通常、AMQP 1.0 標準仕様をサポートする AMQ クライアントが、新しいアプリケーションの開発に推奨されます。ただし、以下の例外が適用されます。

  • 実装で分散トランザクションが必要な場合は、AMQ Core Protocol JMS クライアントを使用します。
  • (たとえば IoT アプリケーション用) で MQTT または STOMP が必要な場合は、コミュニティーがサポートする MQTT クライアントまたは STOMP クライアントを使用します。

3.4. レガシークライアント

  • AMQ OpenWire JMS クライアントが非推奨になる

    AMQ OpenWire JMS クライアントが AMQ 7 で非推奨になりました。このクライアントのユーザーは、AMQ JMS または AMQ Core Protocol JMS に移行することが推奨されます。

  • CMS および NMS API が非推奨になる

    ActiveMQ CMS および NMS メッセージング API は AMQ 7 で非推奨となりました。CMS API のユーザーは AMQ C++ に移行し、NMS API のユーザーは AMQ .NET に移行することが推奨されます。CMS および NMS API の機能が AMQ 7 では縮小されている可能性があります。

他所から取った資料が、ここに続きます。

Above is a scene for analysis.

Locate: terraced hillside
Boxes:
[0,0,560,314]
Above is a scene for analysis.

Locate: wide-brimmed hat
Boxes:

  • レガシー AMQ C++ クライアントの非推奨

    AMQ C++ クライアント (以前は MRG Messaging で提供されていた C++ クライアント) は、AMQ 7 で非推奨となりました。この API のユーザーは、AMQ C++ に移行することが推奨されます。

  • コア API はサポート対象外

    Artemis Core API クライアントはサポートされません。このクライアントは、サポートされる AMQ Core Protocol JMS クライアントとは異なります。